A new dataset of bone marrow cell images promises to transform the way clinicians and researchers diagnose and study blood cancers. Developed from samples of 125 patients with myelodysplastic syndrome (MDS), the collection includes 25,009 meticulously curated images representing 27 distinct cell categories. These categories span both normal and abnormal cells, capturing subtle morphological differences that are often difficult to identify under a microscope.
Expert Validation and Precision Processing
To ensure the highest diagnostic accuracy, each cell label was independently reviewed by up to three haematology experts. This rigorous validation process strengthens the dataset’s reliability for both clinical training and artificial intelligence (AI) model development. Cells were extracted using a precise cropping technique, in which bounding boxes were converted into squares and expanded by 10 per cent. This careful adjustment preserved the full integrity of cell boundaries and key structural features, while minimising the inclusion of neighbouring cells.
The result is a comprehensive and standardised image set that captures the complex cellular variations associated with pathological haematopoiesis in MDS. In particular, it documents abnormalities such as micro megakaryocytes—cells whose irregularities play a central role in diagnosing the condition.

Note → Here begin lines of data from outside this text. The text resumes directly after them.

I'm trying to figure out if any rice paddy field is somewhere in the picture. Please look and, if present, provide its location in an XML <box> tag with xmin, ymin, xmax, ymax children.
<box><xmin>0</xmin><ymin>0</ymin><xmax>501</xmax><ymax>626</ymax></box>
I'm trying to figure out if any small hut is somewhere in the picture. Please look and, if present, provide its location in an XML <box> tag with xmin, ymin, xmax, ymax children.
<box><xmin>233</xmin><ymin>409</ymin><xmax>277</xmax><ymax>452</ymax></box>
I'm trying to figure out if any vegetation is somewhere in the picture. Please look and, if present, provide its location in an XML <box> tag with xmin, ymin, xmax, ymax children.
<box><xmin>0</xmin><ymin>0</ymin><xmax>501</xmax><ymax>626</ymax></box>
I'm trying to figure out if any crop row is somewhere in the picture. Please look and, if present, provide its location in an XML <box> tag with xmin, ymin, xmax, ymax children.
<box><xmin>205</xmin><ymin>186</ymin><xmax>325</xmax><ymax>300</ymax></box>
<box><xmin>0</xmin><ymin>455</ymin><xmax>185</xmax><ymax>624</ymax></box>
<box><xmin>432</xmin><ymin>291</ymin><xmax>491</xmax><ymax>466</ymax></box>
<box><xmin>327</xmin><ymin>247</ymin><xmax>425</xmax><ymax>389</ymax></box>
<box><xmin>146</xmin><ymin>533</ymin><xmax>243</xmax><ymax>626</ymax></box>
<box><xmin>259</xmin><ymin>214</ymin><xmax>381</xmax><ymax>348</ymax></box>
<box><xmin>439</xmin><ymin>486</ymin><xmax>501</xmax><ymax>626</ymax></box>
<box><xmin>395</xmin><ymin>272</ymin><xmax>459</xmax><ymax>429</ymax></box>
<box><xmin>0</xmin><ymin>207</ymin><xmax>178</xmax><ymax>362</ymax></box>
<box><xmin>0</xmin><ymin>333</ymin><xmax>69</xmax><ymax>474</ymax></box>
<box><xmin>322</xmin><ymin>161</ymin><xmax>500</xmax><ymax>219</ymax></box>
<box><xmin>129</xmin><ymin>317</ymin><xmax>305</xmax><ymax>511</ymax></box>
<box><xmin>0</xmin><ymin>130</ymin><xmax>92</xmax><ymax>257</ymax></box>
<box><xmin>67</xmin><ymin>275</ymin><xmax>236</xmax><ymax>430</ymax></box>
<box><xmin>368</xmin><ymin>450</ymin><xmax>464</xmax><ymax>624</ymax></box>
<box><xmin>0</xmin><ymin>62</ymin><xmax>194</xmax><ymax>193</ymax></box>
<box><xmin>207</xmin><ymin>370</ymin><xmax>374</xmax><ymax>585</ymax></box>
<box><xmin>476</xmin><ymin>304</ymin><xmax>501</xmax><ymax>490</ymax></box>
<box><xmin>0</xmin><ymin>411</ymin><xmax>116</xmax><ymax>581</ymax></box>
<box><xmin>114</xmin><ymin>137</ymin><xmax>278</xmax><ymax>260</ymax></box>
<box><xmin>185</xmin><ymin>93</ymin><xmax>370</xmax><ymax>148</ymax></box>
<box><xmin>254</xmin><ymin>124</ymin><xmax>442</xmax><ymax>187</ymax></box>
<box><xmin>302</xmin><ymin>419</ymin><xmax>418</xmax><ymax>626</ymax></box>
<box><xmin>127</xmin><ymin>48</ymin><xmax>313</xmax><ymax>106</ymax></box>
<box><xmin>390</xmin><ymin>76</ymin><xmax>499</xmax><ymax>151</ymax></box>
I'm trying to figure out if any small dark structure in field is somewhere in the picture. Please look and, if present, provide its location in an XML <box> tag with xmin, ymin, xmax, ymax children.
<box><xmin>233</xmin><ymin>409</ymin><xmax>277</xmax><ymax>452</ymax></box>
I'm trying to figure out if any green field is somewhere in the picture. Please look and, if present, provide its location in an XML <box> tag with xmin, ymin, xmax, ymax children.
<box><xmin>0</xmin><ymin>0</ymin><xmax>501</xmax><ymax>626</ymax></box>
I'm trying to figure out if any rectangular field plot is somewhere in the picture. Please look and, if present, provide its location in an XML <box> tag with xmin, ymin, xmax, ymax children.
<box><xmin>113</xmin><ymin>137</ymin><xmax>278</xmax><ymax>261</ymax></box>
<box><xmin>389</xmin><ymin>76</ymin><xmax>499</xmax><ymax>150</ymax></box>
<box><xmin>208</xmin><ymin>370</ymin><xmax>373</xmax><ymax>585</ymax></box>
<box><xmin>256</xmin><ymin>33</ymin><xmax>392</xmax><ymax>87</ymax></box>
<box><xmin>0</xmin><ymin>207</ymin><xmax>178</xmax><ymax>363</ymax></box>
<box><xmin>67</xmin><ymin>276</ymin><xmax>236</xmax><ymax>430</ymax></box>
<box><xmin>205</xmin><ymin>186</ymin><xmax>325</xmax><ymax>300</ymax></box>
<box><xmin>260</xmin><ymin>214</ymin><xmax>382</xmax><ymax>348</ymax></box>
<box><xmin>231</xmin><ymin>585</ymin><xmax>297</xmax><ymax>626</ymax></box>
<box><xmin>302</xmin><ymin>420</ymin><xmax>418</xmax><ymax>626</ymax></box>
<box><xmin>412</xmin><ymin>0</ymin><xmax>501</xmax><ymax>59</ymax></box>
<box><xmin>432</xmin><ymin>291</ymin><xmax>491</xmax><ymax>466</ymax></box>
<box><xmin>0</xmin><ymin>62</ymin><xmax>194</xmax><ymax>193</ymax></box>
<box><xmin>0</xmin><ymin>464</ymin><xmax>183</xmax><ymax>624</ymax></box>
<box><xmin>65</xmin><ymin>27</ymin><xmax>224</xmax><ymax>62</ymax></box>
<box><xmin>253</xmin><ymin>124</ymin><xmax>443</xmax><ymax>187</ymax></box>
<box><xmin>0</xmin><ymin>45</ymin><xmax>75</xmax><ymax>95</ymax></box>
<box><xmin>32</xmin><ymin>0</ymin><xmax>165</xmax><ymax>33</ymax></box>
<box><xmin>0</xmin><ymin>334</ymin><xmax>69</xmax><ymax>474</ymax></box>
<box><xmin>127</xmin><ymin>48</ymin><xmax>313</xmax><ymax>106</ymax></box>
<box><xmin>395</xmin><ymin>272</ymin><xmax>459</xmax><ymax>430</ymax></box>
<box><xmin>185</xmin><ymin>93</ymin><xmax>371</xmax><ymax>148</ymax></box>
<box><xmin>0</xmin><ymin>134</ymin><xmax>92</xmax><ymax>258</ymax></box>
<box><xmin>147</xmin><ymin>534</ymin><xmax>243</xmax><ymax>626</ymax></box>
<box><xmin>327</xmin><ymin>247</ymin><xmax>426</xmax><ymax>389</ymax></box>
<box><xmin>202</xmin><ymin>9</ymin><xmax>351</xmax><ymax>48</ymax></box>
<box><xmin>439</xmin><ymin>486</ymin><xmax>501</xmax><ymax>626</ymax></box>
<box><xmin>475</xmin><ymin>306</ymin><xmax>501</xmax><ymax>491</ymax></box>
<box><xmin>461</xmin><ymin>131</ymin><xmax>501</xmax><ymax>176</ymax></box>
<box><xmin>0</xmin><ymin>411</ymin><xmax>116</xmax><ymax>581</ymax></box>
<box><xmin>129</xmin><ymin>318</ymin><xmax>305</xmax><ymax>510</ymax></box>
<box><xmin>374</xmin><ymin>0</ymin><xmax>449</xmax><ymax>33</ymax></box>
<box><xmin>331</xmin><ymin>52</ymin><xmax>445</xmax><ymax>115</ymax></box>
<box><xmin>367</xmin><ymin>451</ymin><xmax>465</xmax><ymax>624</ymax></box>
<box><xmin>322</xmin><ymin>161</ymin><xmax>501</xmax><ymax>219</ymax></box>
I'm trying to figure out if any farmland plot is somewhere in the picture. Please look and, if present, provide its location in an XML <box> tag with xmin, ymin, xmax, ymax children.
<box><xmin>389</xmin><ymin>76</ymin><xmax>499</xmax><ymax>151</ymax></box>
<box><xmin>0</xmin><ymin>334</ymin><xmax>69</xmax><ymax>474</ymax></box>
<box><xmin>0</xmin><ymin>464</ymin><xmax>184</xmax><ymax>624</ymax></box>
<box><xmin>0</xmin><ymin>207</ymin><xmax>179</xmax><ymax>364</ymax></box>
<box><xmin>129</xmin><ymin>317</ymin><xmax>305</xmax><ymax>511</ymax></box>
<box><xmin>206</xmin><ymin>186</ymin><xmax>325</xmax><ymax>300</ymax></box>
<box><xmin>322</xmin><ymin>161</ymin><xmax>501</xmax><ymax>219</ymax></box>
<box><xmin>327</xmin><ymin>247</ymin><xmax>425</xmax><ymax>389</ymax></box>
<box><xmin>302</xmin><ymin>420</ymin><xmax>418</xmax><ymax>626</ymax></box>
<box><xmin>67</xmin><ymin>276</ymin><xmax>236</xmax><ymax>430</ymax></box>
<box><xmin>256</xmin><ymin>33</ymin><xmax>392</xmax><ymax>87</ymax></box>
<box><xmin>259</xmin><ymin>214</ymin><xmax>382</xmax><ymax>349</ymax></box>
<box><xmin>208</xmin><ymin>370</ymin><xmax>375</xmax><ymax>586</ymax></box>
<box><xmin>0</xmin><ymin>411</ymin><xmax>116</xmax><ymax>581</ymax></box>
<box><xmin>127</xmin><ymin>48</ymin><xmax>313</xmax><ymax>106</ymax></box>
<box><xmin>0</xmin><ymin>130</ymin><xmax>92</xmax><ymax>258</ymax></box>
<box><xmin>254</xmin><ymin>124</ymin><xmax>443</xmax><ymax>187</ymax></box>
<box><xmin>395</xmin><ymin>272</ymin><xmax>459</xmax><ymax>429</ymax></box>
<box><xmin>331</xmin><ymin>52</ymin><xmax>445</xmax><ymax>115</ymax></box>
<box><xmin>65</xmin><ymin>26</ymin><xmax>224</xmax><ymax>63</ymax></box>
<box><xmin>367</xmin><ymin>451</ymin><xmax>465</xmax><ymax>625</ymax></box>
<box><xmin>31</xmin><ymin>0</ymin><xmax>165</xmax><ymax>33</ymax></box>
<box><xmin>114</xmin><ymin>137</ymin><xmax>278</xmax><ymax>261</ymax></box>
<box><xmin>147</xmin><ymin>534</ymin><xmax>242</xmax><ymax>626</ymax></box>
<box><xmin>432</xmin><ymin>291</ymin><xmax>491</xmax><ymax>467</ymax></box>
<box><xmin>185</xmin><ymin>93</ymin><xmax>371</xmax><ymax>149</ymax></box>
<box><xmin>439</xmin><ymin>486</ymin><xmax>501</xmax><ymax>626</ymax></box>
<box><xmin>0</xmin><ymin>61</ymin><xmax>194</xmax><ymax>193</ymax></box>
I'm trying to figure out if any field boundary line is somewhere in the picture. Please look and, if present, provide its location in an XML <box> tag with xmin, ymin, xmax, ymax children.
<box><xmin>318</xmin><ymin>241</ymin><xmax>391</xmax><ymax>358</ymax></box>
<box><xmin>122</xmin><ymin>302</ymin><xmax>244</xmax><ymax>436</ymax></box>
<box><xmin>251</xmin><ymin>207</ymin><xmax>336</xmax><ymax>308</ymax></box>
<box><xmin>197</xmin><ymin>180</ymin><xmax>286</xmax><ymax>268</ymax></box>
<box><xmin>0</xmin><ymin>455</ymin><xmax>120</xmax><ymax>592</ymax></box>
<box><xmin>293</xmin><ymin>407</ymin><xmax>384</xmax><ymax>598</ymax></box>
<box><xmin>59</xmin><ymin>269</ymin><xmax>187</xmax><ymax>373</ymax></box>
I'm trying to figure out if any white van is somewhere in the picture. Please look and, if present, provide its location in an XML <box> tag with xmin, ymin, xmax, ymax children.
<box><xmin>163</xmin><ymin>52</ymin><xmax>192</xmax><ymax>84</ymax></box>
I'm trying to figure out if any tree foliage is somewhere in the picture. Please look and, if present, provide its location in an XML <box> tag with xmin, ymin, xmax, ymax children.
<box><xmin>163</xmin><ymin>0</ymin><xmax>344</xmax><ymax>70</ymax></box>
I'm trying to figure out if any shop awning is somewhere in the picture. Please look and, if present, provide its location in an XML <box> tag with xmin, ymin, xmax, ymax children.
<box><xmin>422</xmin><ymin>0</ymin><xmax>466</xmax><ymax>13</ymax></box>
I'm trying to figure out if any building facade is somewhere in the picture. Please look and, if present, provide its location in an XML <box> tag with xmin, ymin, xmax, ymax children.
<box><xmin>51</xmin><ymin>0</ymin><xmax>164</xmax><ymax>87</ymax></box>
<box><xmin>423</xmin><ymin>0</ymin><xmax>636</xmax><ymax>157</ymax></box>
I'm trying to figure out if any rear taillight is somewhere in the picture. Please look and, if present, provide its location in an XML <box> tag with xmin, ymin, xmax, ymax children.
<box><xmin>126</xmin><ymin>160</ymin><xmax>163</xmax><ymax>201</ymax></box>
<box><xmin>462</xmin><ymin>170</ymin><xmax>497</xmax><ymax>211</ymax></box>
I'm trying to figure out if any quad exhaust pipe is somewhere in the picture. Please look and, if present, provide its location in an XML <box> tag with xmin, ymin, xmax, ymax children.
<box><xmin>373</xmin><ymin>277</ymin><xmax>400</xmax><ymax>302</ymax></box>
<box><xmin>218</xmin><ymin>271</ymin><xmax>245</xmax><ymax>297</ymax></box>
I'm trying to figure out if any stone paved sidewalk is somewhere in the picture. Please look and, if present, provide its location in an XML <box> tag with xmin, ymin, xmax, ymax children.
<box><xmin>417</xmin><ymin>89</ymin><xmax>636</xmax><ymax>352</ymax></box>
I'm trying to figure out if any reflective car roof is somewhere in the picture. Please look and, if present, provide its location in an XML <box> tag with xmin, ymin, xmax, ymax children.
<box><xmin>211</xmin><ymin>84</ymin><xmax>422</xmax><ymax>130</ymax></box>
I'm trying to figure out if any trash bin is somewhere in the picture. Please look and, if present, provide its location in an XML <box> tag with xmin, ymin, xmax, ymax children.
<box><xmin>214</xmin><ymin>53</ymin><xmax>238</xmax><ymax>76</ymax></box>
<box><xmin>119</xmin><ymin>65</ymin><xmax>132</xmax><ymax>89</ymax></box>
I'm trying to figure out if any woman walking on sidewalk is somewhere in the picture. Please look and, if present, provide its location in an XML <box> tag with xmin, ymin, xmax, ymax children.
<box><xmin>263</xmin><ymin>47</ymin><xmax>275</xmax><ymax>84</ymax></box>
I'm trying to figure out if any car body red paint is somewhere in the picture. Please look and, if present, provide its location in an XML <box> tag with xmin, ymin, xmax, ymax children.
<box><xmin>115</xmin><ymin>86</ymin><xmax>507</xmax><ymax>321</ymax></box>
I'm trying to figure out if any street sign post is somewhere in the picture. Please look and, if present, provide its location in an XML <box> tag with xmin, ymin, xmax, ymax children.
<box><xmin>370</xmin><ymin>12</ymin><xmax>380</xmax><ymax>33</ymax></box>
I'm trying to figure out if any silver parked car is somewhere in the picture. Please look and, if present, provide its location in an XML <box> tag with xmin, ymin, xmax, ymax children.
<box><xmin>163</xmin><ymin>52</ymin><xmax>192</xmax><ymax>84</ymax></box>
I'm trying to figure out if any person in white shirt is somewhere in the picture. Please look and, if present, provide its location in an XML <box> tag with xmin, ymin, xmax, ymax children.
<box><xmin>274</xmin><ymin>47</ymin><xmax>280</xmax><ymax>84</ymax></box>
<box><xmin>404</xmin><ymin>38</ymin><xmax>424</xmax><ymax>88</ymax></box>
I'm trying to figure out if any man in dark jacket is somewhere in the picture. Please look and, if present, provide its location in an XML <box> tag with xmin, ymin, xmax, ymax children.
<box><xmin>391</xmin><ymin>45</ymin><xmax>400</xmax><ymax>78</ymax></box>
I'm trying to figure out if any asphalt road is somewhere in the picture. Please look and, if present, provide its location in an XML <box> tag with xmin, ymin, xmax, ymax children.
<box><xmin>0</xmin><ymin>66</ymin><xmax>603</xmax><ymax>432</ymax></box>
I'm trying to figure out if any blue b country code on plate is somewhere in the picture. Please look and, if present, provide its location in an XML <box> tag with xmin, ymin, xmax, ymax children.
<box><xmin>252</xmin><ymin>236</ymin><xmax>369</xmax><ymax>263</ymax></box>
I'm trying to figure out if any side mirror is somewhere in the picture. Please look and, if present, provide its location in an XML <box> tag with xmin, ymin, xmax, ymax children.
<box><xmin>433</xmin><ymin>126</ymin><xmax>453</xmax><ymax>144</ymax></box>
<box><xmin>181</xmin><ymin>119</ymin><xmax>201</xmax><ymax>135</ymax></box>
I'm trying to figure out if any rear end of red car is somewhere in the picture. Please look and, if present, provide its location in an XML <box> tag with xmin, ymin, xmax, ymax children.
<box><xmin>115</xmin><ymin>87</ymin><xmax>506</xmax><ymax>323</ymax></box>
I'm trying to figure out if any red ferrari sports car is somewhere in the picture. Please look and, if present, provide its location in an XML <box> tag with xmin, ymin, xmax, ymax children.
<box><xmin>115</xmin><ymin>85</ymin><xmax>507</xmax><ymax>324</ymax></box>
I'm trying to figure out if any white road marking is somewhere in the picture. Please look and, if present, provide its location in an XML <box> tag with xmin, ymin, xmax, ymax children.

AI Applications and Future Impact
Researchers suggest that this dataset could significantly accelerate innovation in AI-based diagnostics for blood disorders. Machine learning models trained on the images have the potential to recognise dysplastic cells automatically, supporting faster and more consistent diagnosis of MDS. Such tools could assist pathologists by highlighting suspect cells, thereby improving early detection and patient outcomes.
The creation of this dataset represents a key step toward integrating AI into routine haematology practice. By reducing subjectivity and improving efficiency in cytomorphological assessment, the technology could relieve growing diagnostic workloads across healthcare systems. Ultimately, it sets a new benchmark for how digital pathology and human expertise can work together to refine blood cancer diagnostics.
Reference
Shen D et al. A large dataset of bone marrow cells in myelodysplastic syndrome for classification systems. Scientific Data. 2025;12:1849.